Schleswig-Holstein fait un pas historique et supprime Microsoft : l’administration publique parie sur le logiciel libre

Schleswig-Holstein fait un pas historique et supprime Microsoft : l'administration publique parie sur le logiciel libre

Le Land allemand de Schleswig-Holstein abandonne Microsoft au profit de solutions open source

Schleswig-Holstein, l’un des États les plus au nord de l’Allemagne, a annoncé qu’il allait progressivement se débarrasser des logiciels de Microsoft dans les administrations publiques. D’ici trois mois, plus aucun fonctionnaire, policier ou juge de cet État n’utilisera Teams, Word, Excel ni Outlook dans son environnement de travail. Cette décision touche dès maintenant la moitié des 60 000 employés publics, avec l’ajout des 30 000 enseignants dans les années à venir.

Ce processus a commencé en 2023, avec le remplacement de Word et Excel par LibreOffice et d’Outlook par Open-Xchange pour la gestion des courriels et des calendriers. La prochaine étape prévoit une migration complète vers le système d’exploitation Linux, abandonnant ainsi Windows.

Souveraineté numérique et contrôle des données

Cette décision vise à « reprendre le contrôle sur le stockage des données » et à garantir la « souveraineté numérique », selon les déclarations de Dirk Schroedter, ministre de la digitalisation de Schleswig-Holstein, à l’agence AFP. Schroedter a souligné l’importance de réduire la dépendance envers les grands fournisseurs technologiques américains et de construire des infrastructures numériques sous contrôle public allemand.

Le contexte géopolitique, exacerbé par le possible retour de Donald Trump à la Maison Blanche et les tensions entre les États-Unis et l’Union européenne, renforce l’intérêt pour des initiatives de ce type. « La guerre en Ukraine a mis en évidence nos dépendances énergétiques, et maintenant nous constatons également qu’il existe des dépendances numériques », a ajouté le ministre.

Au-delà de Microsoft : des données dans le cloud public allemand

Le gouvernement régional envisage également de transférer le stockage des données vers des systèmes cloud publics gérés en Allemagne, évitant ainsi les infrastructures sous contrôle de sociétés étrangères.

Ce mouvement initié par Schleswig-Holstein pourrait générer des économies de plusieurs millions d’euros, grâce à la réduction des coûts liés aux licences et à la formation du personnel sur les outils open source. « Les organismes publics et entreprises se retrouvent souvent piégés par les coûts élevés imprévus des mises à jour obligatoires de logiciels propriétaires », indique Benjamin Jean, consultant chez Inno3.

Le défi : la résistance au changement

Malgré les avantages économiques et de souveraineté, la transition fait face à des défis : la résistance des employés à modifier leurs habitudes numériques est un obstacle reconnu.

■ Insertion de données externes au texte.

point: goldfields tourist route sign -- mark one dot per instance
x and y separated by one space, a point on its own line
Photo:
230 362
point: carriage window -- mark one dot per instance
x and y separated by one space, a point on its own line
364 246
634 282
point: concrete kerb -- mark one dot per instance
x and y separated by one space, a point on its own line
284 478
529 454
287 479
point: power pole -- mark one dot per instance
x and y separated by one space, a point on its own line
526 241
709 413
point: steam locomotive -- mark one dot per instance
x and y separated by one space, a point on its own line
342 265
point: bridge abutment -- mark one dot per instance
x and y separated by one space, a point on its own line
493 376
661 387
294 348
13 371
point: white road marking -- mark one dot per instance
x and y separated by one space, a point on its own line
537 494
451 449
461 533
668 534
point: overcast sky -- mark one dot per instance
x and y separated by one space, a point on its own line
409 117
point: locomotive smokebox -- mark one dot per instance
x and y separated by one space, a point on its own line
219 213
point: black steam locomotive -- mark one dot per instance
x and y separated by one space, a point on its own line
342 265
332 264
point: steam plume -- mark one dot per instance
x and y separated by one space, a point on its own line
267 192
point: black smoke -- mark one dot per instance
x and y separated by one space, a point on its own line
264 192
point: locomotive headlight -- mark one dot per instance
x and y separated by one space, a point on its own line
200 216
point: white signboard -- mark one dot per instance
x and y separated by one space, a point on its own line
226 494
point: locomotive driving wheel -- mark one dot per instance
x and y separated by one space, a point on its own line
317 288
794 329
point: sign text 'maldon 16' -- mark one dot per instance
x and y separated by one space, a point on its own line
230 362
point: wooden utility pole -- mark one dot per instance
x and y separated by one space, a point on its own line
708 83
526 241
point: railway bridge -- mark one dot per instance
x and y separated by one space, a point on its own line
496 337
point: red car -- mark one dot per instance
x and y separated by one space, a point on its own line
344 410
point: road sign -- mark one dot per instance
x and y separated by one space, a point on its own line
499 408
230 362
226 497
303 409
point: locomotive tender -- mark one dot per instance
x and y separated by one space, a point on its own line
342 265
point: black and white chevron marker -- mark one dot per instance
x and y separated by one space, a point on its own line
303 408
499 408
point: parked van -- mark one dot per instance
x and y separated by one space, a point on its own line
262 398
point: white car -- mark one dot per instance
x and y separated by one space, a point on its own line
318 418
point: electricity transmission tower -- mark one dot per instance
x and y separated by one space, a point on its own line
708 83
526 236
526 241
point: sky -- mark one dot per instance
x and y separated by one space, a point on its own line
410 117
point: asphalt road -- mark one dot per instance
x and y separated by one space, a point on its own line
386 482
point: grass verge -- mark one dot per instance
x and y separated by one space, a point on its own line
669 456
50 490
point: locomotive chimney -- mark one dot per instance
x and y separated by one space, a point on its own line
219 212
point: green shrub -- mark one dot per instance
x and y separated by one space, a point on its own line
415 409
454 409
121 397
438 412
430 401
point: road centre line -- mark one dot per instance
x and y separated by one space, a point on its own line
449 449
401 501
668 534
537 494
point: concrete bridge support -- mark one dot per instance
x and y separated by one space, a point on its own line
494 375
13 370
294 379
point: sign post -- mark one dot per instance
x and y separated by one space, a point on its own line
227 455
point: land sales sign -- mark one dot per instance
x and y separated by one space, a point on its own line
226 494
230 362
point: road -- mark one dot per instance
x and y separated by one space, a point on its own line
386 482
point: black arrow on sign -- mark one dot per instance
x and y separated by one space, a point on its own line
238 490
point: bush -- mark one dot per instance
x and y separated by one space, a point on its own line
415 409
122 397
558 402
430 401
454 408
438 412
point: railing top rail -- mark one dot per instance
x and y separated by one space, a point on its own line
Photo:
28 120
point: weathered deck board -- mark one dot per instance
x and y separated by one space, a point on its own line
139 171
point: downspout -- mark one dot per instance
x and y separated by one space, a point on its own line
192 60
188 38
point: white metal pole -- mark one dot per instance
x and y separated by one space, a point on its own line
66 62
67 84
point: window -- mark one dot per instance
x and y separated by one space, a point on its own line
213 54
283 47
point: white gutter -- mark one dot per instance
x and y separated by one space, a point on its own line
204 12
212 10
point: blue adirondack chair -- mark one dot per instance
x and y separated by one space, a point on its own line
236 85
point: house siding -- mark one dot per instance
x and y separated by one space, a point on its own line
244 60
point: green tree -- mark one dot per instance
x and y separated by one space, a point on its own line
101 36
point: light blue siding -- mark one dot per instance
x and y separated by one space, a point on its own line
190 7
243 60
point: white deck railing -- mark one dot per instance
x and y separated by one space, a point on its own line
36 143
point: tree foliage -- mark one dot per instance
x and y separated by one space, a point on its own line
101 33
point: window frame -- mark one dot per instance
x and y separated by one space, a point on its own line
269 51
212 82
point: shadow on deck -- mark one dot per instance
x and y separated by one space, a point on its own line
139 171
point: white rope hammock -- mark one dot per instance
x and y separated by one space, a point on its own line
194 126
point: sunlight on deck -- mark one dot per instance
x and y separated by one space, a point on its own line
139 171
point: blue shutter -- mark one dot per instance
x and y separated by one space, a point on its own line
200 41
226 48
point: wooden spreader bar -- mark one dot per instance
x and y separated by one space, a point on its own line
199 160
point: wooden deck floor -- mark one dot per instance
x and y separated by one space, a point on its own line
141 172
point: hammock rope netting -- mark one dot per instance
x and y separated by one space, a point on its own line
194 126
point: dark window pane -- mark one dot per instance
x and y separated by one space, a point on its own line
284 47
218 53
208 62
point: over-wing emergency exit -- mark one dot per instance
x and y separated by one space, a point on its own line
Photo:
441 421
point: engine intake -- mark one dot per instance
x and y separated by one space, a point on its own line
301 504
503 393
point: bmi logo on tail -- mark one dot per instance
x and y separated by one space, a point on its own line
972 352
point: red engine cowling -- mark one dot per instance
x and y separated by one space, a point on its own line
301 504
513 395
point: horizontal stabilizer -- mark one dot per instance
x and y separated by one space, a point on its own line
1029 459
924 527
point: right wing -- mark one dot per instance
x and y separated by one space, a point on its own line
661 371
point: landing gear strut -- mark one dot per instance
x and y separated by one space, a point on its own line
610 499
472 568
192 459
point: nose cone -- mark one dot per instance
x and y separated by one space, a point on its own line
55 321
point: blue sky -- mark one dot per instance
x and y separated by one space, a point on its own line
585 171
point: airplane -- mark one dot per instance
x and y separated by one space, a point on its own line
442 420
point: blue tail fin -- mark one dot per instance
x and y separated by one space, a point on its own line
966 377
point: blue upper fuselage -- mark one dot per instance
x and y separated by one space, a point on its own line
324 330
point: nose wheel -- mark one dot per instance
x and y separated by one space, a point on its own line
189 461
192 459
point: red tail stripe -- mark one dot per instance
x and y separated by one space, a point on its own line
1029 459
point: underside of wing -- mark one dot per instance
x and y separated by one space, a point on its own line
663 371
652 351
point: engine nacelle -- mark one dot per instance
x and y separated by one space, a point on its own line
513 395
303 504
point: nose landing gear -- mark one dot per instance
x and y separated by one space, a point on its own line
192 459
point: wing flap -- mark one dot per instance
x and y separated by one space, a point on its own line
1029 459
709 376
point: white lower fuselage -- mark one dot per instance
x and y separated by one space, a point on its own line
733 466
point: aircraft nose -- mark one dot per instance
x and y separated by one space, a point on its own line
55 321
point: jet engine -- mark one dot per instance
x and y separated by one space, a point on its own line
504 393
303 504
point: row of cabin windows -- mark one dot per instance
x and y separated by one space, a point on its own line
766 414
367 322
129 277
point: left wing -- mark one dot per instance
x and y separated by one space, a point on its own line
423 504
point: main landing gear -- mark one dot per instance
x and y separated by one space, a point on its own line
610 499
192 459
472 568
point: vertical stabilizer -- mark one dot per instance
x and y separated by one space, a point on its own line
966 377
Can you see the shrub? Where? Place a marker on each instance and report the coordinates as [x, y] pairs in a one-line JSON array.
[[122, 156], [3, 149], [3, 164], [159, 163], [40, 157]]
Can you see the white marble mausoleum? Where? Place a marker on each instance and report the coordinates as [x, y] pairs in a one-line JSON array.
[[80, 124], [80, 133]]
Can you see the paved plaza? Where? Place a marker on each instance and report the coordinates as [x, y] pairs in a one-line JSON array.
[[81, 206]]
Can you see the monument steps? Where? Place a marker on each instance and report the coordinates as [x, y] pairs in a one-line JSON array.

Des expériences précédentes, comme la migration pionnière de l’administration de Munich dans les années 90, ont échoué en raison d’un manque de soutien politique et de difficultés d’interopérabilité. Cependant, des exemples réussis comme la Gendarmerie française ou le Ministère de la Défense indien montrent que des systèmes open source peuvent être consolidés.

L’émergence de cette tendance pourrait être renforcée par l’entrée en vigueur récente de la « loi sur l’Europe interopérable » de l’Union européenne, qui incite l’utilisation de logiciels ouverts dans les administrations publiques.

Une tendance croissante en Europe

Le cas de Schleswig-Holstein a déjà suscité un intérêt international. Des gouvernements de pays voisins, comme le Danemark (Copenhague et Aarhus), envisagent d’adopter une approche similaire. Selon les experts, dans quelques années, une masse critique d’administrations sera capable de partager son expérience et d’inspirer d’autres organismes.

L’engagement de Schleswig-Holstein envers les logiciels libres représente un mouvement stratégique pour réduire la dépendance technologique, améliorer la souveraineté numérique et réaliser des économies publiques, marquant un possible tournant dans la digitalisation de l’administration européenne.